Die Behandlung mit Statinen senkt das LDL-Cholesterin und das Risiko für kardiovaskuläre Ereignisse. IMPROVE-IT konnte jetzt zeigen, dass Ezetimibe, zusätzlich zu Simvastatin gegeben, das LDL-Cholesterin weiter senkt und das kardiovaskuläre Risiko vermindert. Hochrisikopatienten, die mit Statinen behandelt werden, bleiben einem erhöhten kardiovaskulären Risiko ausgesetzt, selbst wenn ihre LDL-Cholesterinspiegel tief sind.

«IMPROVE-IT wurde entwickelt, um die sehr wichtige wissenschaftliche Frage nach dem Verhältnis des kardiovaskulären Risikos und einer Senkung des LDL-Cholesterins auf sehr geringe Werte durch die Anwendung von Ezetimibe in Kombination mit einem Statin zu klären», erklärte Professor Dr.

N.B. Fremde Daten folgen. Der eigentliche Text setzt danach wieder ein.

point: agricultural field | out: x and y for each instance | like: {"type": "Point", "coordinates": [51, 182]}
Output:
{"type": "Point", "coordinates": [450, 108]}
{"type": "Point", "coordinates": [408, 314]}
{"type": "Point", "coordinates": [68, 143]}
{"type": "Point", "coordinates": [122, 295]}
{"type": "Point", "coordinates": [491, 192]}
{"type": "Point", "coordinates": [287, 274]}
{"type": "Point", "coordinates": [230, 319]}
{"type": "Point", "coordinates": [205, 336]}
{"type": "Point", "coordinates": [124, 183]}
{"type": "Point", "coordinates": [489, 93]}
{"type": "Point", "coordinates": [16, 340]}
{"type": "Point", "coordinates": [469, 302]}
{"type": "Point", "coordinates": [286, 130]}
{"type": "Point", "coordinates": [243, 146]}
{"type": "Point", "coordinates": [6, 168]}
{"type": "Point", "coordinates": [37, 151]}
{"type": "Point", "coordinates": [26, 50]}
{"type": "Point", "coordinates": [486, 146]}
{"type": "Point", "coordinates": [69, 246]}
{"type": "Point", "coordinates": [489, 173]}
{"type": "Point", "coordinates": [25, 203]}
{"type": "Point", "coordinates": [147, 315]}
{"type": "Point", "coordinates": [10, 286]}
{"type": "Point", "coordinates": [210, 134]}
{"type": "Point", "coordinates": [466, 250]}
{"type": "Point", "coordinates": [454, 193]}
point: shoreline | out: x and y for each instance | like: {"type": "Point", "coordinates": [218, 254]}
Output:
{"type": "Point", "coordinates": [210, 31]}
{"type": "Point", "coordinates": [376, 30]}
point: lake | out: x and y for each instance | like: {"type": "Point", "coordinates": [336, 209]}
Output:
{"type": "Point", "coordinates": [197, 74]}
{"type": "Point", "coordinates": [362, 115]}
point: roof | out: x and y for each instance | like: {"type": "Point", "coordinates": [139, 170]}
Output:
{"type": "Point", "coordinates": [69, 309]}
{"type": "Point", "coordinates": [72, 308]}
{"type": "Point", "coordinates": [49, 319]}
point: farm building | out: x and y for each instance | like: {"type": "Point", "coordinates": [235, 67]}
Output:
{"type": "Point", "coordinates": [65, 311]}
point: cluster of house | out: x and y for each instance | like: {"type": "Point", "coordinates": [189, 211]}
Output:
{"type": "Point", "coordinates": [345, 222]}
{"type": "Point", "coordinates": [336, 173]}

Eugene Braunwald, Co-Vorsitzender der Studie und Gründungsvorsitzender der TIMI-Studiengruppe am Brigham and Women’s Hospital, Boston. Das Design von IMPROVE-IT war so angelegt, dass man feststellen konnte, ob die LDL-Cholesterinsenkung unter 1,8 mmol/l kardiovaskuläre Ereignisse weiter reduziert.

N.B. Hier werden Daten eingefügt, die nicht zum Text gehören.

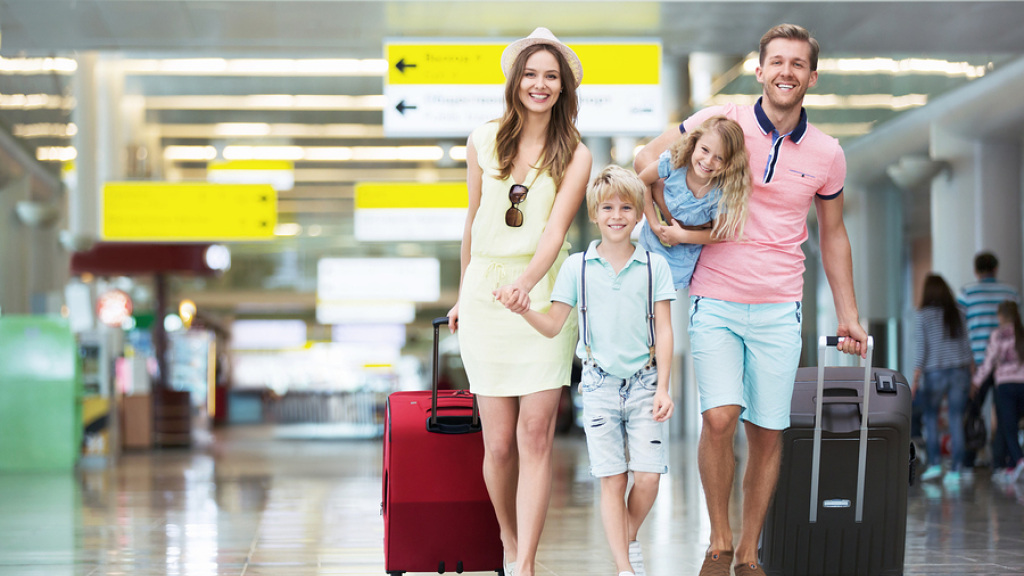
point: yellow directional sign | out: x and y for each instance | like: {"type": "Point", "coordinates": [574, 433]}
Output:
{"type": "Point", "coordinates": [187, 212]}
{"type": "Point", "coordinates": [480, 64]}
{"type": "Point", "coordinates": [404, 195]}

IMPROVE-IT ist eine randomisierte doppelblinde Studie mit 18 144 Patienten, die wegen eines akuten Koronarsyndroms in den letzten zehn Tagen vor der Randomisierung hospitalisiert werden mussten. Zum akuten Koronarsyndrom zählen die instabile Angina pectoris und der akute Herzinfarkt mit und ohne ST-Hebung. Die IMPROVE-IT-Studie (IMProved Reduction of Outcomes: INEGY Efficacy International Trial) wurde von der Thrombolysis In Myocardial Infarction (TIMI) Study Group des Brigham and Women’s Hospital sowie dem Duke Clinical Research Institute (DCRI) an 1147 Zentren in 39 Ländern durchgeführt. 9077 Studienteilnehmer wurden in die Simvastatin-Monotherapie- und 9067 in die Simvastatin-Ezetimibe-Gruppe randomisiert.

Weitere Aufnahmekriterien waren, dass ihr LDL-Cholesterin zwischen 1,3 und 2,6 mmol/l betrug, wenn sie bereits eine Statin-Therapie erhielten, oder zwischen 1,3 und 3,2 mmol/l, wenn sie noch nicht mit einem Statin behandelt wurden.

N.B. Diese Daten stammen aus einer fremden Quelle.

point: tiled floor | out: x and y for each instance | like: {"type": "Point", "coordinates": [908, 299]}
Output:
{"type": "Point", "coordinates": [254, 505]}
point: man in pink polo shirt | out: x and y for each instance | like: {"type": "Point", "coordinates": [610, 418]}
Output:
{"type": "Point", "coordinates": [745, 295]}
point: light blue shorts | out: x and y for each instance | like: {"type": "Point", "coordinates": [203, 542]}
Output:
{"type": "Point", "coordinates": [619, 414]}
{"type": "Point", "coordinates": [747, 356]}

Die LDL-C-Aufnahmeeinschränkungen dienten der Aufnahme von Patienten, für die in der Simvastatin-Gruppe normalerweise LDL-C-Spiegel von 1,8 mmol/l oder weniger erwartet werden konnten. Dieser Zielwert war die optionale Empfehlung, die bei der Aktualisierung der Richtlinien für das Adult Treatment Panel (ATP) III 2004 festgelegt worden war. Weitere Ausschlusskriterien waren u. a. eine geplante Bypass-Operation, eine Kreatinin-Clearance < 30 ml/min oder eine aktive Lebererkrankung.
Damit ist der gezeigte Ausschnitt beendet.